Foest, D., Knodel,A., Brandt, S., Franzke, J.

(2022). Coupling paper spray ionization with the flexible microtube plasma for the determination of low polar biomarkers in mass spectrometry. Analytica Chimica Acta, 1201, 339619. https://doi.org/10.1016/j.aca.2022.339619.

Das Bild zeigt die Paper-Spray-Ionisierung einer Leberprobe am Massenspekrometer in Kombinatin mit einem flexiblen Mikroröhrenplasma.

Bei der Paper Spray Ionisierung, einer Elektrospray-Variante, ersetzt Papier die sonst eingesetzte Metallkapillare. Das in Kombination verwendete flexible Mikroröhrenplasma (vorne im Bild) ermöglicht die massenspektrometrische Analyse von Substanzen, die allgemein nicht mittels Paper Spray analysiert werden können.

© ISAS/Hannes Woidich

Zwar waren die Signale, die Foest beobachtete, anfänglich nur schwach. Doch der damalige Doktorand stellte fest, dass er sie verstärken konnte, indem er zum Paper Spray eine in der Miniaturisierung entwickelte Plasmaquelle hinzufügte. „Dies half auch den Ionisierungsprozess zu verstehen, denn ein Teil der Probe setzt sich am Inlet des Massenspektrometers ab und desorbiert wieder, um dann vom Plasma nachträglich ionisiert zu werden“, erklärt er.

Sehr gut funktioniert das etwa bei Cholesterin, wie Foest getestet hat. Dieses Molekül ist in der Medizin zentral, da es sich an zahlreichen Zellprozessen beteiligt und bei der Diagnose vielerlei Krankheiten von Herz-Kreislauf-Erkrankungen bis zu Prostatakrebs als Biomarker dient. Als eine weitestgehend unpolare Verbindung ließ sich Cholesterin bisher mit der herkömmlichen Elektrospray-Ionisierung für die Massenspektrometrie schlecht analysieren.
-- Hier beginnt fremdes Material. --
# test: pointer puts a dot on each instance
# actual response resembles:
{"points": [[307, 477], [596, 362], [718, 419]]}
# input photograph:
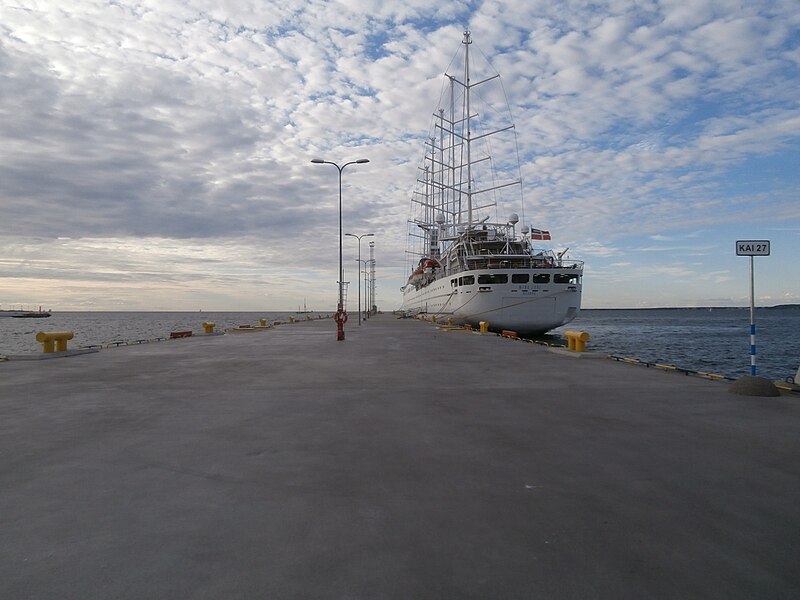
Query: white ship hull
{"points": [[467, 261], [525, 308]]}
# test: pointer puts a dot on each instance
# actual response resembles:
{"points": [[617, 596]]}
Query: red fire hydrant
{"points": [[341, 319]]}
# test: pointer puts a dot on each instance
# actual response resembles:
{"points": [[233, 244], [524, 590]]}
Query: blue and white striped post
{"points": [[752, 248], [752, 322]]}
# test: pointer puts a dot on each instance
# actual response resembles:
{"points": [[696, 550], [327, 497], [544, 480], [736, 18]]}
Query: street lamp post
{"points": [[365, 262], [341, 315], [359, 260], [367, 307]]}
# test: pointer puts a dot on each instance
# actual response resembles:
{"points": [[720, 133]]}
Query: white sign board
{"points": [[752, 248]]}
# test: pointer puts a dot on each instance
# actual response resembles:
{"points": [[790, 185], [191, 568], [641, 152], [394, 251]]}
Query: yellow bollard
{"points": [[576, 340], [54, 341]]}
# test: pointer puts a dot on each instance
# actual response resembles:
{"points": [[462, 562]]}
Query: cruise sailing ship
{"points": [[467, 262]]}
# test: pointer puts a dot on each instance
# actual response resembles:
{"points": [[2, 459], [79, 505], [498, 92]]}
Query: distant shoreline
{"points": [[777, 306], [331, 311]]}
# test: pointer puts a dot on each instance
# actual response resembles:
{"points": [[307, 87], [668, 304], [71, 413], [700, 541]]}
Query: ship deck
{"points": [[404, 462]]}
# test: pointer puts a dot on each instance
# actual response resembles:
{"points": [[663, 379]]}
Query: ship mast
{"points": [[467, 42]]}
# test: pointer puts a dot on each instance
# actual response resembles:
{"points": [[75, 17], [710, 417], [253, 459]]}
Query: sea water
{"points": [[712, 340]]}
Auch weitere volatile Verbindungen als potenzielle Biomarker für verschiedene Krebserkrankungen lassen sich mit dieser Methode analysieren.

Kombination vereinfacht die Analyse von wenig polaren Substanzen wie Cholesterin

In darauffolgend monatelanger Arbeit hat Foest ein Verfahren entwickelt, bei dem komplexe Proben erst mit der Elektrospray-Ionisierung und dann im selben Arbeitsgang mit einem leistungsfähigen flexiblen Mikroröhrenplasma (Flexible Microtube Plasma, FμTP) massenspektrometrisch analysiert werden. Hierbei hält ein Kühlgas den Sprühvorgang des Elektrosprays auf niedrigen Temperaturen und ein Heizelement unterstützt die spätere Plasmaionisierung. In der von Foest und seinen Kolleg:innen in der AG Miniaturisierung entwickelten Hybrid-Ionisierung gehe die Detektion von polaren und unpolaren Lipiden nun „simultan“, so der Forscher. Neben Cholesterin lassen sich nun auch andere wenig polare Substanzen, wie etwa Di- und Triglyceride (Neutralfette) mit der Hybrid-Ionisierung nachweisen. „So können wir jetzt in einer Messung alle Moleküle analysieren, die zuvor nur mit zwei verschiedenen Ansätzen messbar waren.“ 

Foest hat Ende 2023 seine Promotion abgeschlossen und beschäftigt sich am ISAS weiter mit der Analytik für die Gesundheitsforschung. „Ich mag die Forschung mit Blick auf den medizinischen Einsatz wirklich gerne“, betont er.